Title: Three-dimensionally preserved ‘Stage IIIb’ fossil down feather supports developmental modularity in feather evolution
Description:
Abstract We describe a unique three-dimensionally preserved fossil down feather from the Late Cretaceous of Myanmar.
It’s morphology is highly congruent with Stage IIIb of the widely accepted Prum and Brush model of feather evolution-development.
This makes the new specimen the first evidence of this developmental stage in the fossil record.
The Stage IIIb diagnosis is robustly supported by the absence of a central rachis and by its paired barbules emanating from radially positioned barbs that are attached to a short calamus.

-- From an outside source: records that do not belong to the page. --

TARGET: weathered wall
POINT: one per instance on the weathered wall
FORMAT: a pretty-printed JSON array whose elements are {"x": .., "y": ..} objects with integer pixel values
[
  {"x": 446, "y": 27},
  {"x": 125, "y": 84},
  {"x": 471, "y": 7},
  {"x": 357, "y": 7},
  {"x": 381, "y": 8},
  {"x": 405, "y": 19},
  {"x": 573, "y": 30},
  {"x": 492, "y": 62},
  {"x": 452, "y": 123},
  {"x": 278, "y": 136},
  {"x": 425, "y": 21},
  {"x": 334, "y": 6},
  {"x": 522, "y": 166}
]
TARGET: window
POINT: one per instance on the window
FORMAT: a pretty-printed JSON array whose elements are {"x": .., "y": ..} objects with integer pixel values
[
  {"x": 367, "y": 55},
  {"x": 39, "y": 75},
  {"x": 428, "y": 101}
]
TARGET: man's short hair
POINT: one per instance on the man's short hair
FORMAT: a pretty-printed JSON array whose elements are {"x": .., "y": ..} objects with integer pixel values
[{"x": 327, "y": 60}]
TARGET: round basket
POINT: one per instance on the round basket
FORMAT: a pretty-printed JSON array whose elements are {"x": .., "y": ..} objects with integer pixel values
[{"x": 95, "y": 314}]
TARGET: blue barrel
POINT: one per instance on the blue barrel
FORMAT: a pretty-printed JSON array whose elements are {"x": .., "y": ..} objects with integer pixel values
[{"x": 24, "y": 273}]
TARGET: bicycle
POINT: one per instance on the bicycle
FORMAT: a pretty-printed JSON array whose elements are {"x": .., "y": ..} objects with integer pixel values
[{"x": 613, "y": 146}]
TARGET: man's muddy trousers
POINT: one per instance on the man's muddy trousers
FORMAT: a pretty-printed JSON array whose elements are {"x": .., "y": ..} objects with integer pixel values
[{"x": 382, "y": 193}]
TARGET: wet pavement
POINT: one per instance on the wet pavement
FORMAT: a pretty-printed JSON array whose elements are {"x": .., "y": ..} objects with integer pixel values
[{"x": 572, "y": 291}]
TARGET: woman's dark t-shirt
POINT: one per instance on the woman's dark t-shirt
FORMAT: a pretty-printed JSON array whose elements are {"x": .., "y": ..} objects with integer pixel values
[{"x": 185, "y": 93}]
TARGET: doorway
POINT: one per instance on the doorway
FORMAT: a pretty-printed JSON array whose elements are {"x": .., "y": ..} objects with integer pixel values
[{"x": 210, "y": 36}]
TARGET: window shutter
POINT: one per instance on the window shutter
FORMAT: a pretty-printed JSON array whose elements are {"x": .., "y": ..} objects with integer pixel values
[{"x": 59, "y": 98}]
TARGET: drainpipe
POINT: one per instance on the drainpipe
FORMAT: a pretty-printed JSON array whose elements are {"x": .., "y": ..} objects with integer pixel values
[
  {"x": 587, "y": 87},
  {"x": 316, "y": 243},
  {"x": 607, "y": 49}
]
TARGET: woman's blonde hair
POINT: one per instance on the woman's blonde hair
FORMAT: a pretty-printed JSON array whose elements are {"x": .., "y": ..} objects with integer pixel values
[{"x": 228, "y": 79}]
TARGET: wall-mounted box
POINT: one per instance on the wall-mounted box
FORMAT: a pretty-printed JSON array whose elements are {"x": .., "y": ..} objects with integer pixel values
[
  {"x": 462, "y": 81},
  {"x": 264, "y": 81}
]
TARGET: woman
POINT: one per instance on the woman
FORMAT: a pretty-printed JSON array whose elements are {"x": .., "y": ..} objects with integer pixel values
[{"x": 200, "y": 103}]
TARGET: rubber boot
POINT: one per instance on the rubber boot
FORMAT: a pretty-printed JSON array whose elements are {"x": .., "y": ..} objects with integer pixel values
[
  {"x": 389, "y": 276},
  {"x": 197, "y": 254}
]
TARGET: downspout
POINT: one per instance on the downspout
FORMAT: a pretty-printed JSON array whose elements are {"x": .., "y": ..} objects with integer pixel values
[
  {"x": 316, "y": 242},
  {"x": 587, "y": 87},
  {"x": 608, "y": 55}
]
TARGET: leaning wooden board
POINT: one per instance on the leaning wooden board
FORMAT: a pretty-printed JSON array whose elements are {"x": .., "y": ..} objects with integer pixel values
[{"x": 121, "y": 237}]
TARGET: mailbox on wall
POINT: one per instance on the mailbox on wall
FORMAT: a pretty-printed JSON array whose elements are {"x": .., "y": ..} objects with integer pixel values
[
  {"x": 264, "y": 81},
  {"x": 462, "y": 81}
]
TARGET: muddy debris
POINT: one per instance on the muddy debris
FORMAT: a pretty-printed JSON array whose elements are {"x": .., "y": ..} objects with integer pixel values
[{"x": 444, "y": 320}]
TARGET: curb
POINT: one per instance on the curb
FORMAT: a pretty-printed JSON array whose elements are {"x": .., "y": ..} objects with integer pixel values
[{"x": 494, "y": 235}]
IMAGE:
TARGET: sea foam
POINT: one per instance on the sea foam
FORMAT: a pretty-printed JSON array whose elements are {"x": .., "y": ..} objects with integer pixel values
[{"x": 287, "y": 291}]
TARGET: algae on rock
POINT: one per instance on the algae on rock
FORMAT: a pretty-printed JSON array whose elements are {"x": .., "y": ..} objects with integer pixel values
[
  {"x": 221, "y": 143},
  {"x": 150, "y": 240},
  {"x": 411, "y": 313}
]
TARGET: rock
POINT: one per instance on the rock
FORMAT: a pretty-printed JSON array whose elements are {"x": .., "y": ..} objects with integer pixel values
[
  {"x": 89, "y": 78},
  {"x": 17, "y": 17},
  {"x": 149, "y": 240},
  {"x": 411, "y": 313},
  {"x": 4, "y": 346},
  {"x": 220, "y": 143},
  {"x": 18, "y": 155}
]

Prum and Brush’s model hypothesises a bifurcation in the evolution-development pathway at Stage III.
Stage IIIa involves rachis development and branching into barbs.
Stage IIIb involves branching of the barbs from the calamus and then further branching of the barbules from the barbs.
These two pathways then converge into Stage IIIa+b where feathers produce a rachis, barbs and barbules in nested order, finally leading to Stage IV.
Evolution-development studies on the morphogenesis of feathers have unequivocally shown that such feather branching can be controlled by BMP, Noggin, Shh and several other proteins.
Therefore, molecular crosstalk can convert a barb into a rachis and vice versa.
The topology of this down feather, consistent with specific patterns of modular protein-protein signalling already observed, provides the first definitive evidence that such signalling was responsible for the evolution of a diverse inventory of feather morphologies in non-avialan dinosaurs and early birds since the middle Jurassic.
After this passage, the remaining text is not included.